This history, in which the Church thrives and remains an imperative national symbol, makes Greene’s novel, set in a period when Catholicism was outlawed in Mexico, all the more surprising. The protagonist, a priest on the run, is the last surviving cleric in the state and is being hunted by a miscreant lieutenant.
But the book is set in historical reality. Catholic life in Mexico from 1910–1930 saw some of the most severe persecution of the Church in human history. The 1917 constitution meant that priests could not vote, religious orders were proscribed, religious education was outlawed, the Church could not own property, and public worship outside the church building was banned.
In 1924, President Plutarco Elías Calles came to power. The eugenicist who engaged with the occult vowed to crush the Church’s last vestiges of public influence, and in 1926 he introduced the “Law for Reforming the Penal Code”, which became unofficially known as “Calles Law”. The law enforced the 1917 constitution with new vigour, whilst also introducing other extreme measures such as limiting the number of priests to an egregiously small figure for such a vast population that still desired the sacraments, and fining them 500 Mexican pesos — about $4,500 in today’s money — for wearing clerical dress outside church.
Responding to the imposition, the Mexican bishops ordered all public worship to cease on 31 July 1926 in peaceful protest against the tyrannical government’s dictates.

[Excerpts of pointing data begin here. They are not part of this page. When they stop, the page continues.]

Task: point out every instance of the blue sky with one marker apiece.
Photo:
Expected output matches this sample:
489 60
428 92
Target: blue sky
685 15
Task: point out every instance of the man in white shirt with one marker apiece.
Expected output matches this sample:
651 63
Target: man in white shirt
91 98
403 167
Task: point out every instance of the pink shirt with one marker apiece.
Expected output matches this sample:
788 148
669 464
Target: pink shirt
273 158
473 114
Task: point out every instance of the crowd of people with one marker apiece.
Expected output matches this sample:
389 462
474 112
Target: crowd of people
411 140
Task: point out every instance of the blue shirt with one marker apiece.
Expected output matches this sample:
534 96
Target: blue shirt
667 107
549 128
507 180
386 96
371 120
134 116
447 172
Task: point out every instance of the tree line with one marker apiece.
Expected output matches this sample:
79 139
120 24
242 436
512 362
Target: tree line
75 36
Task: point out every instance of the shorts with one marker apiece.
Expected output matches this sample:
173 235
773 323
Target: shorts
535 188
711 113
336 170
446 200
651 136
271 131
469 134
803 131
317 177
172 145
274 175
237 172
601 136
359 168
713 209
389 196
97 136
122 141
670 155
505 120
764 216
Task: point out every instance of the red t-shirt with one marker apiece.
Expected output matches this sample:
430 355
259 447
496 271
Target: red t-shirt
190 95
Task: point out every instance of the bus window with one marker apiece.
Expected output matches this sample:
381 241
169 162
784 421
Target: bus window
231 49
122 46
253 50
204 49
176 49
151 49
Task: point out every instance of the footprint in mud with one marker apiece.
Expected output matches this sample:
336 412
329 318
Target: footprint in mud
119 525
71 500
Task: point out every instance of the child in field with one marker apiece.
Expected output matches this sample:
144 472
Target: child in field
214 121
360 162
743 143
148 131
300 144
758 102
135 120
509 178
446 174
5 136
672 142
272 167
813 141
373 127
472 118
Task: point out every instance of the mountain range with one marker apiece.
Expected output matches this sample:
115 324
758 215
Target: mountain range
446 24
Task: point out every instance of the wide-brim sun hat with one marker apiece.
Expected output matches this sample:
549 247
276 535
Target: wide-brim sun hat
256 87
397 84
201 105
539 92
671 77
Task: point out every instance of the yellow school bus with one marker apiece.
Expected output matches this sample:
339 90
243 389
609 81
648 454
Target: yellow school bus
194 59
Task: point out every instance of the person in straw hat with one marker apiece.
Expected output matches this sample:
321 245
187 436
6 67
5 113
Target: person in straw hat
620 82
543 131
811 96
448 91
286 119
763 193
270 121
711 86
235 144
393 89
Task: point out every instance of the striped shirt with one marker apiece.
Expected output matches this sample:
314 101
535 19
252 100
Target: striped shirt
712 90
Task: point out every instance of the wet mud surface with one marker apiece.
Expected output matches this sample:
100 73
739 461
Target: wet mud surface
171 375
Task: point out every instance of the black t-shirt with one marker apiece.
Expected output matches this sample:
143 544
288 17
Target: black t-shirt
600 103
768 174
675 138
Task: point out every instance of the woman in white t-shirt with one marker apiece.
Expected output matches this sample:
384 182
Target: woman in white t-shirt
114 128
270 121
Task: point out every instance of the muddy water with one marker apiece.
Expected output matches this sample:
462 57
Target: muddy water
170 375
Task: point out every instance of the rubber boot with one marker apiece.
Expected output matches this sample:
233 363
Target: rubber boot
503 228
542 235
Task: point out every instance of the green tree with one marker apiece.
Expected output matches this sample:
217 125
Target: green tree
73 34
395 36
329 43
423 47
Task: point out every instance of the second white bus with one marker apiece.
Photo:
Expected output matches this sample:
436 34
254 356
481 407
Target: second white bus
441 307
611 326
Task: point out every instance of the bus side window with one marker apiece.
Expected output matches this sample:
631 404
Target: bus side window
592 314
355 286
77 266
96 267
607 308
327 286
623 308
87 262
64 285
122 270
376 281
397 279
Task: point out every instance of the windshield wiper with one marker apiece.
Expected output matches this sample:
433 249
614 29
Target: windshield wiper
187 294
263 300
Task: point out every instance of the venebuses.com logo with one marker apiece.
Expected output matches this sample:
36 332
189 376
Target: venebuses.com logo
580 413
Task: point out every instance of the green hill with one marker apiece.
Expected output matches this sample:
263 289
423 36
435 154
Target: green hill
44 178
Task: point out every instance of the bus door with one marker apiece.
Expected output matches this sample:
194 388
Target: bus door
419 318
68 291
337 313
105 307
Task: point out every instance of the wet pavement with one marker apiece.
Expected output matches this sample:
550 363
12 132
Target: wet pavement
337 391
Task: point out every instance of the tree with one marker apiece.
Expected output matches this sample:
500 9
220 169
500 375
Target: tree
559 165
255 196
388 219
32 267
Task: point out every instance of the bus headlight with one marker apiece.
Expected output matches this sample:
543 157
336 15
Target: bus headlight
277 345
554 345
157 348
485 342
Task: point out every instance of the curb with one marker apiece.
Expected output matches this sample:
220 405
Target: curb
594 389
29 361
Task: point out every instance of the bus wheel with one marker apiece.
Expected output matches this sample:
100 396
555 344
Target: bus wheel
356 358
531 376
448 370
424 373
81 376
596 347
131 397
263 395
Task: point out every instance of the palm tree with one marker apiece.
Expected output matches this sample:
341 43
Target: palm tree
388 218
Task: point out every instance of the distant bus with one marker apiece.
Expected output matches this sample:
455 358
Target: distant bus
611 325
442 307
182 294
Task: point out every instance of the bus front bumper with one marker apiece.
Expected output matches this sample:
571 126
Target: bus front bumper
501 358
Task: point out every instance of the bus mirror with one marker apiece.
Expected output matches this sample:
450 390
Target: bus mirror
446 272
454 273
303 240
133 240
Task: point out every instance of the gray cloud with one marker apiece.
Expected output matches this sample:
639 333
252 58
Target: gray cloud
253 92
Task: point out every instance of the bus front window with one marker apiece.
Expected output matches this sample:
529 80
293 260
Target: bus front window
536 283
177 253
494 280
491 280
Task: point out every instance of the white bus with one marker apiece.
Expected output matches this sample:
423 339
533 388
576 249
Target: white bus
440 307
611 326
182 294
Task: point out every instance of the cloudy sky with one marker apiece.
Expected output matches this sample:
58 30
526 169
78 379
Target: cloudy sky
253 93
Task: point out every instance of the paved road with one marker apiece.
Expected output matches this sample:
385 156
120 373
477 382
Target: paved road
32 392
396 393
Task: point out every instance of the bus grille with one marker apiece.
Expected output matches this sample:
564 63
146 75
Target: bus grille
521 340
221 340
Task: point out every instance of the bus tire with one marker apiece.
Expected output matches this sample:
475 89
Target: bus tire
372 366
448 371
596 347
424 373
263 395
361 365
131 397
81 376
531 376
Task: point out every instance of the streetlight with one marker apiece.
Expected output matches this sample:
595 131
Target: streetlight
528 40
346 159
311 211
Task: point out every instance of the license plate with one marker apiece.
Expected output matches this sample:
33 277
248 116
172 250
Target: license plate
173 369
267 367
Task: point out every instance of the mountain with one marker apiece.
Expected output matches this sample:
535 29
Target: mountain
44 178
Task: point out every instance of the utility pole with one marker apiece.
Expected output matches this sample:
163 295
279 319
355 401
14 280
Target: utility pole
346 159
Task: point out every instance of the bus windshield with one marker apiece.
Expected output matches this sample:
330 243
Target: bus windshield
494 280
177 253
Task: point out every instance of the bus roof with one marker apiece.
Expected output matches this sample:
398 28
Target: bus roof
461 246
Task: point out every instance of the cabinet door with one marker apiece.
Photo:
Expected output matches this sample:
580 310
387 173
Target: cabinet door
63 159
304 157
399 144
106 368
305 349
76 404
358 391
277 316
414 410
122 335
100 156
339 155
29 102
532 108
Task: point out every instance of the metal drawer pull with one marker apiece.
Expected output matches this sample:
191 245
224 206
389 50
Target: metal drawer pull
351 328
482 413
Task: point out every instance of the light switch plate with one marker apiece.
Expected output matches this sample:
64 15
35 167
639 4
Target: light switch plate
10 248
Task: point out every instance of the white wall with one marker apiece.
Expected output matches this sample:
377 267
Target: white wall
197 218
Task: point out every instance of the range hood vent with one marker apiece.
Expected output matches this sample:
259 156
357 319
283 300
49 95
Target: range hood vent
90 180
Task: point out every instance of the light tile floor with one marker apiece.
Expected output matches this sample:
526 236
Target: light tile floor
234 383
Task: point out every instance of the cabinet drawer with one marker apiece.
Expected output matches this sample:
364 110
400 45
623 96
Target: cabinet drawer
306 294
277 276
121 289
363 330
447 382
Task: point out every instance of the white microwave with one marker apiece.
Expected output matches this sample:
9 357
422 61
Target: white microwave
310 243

A few days later, the Catholic peasants themselves responded with an armed revolt invoking the name of Cristo Rey (Christ the King) as the patron of their resistance, amassing tens of thousands of militants with particularly strong heartlands in the west of the country.
With the battle cry Viva Cristo Rey, the militants linked themselves to the Feast of Christ the King, established by Pope Pius XI in 1925. Their entire movement was built around His, not the state’s, kingship. They would make daily consecrations to Christ the King. The Sacred Heart became their symbol, worn on scapulars when going into battle, used as their military badges, and carried on banners whenever they could hold processions. The Brigadas Femeninas de Santa Juana de Arco (women’s brigades) brought ammunition and supplies, whilst devoting themselves to Christ the King and catechising children.
Nicknamed the Cristeros — a slur meaning something like “Christ people” used by government forces — they brought the Mexican state, backed by the United States, to its knees. In 1929, the government agreed to reopen churches, permit priests to return to ministry, end the execution of clergy, and abolish clergy quotas.
One of the most celebrated heroes of the Cristeros was Blessed Miguel Pro. Having completed his priestly studies in the Society of Jesus abroad, he returned to Mexico at the height of Catholic persecution to serve the clandestine Church. Murdered by government forces under the false pretext of being responsible for the failed assassination of the former anti-clerical president Álvaro Obregón, Blessed Miguel died with a crucifix in one hand, a rosary in the other, and saying, “With all my heart I forgive my enemies.”
His feast is today and, with happy felicity, this year falls on Christ the King. Introduced one hundred years ago in the papal encyclical Quas Primas, with the first celebration taking place the following year, the Feast of Christ the King was intended to discourage the “plague of secularism” of the post–First World War era that removed the centrality of the Faith from public life.
A century later it is needed more than ever. From Britain, where pro-life MPs were belittled for allowing their faith to influence their objection to assisted suicide, to the United States, where border official Tom Homan told Catholic bishops to worry about “fixing the Catholic Church” rather than dare to raise moral objections to domestic policy, governments are becoming secularised and replaced by man-made ideologies.
More worryingly, the Church is increasingly persecuted on a global scale. In 2024, in Nigeria alone, 3,100 Christians were killed for their faith, with a further 2,830 kidnapped. In India, in the same year, 62,000 Christians were forced to leave their homes. Globally, 14,766 churches or church properties were attacked.
There is a need, now more than ever, to take back what secularism and the enemies of Christianity have subjugated. The Church needs fresh armies of Cristeros to make known that Christ is King.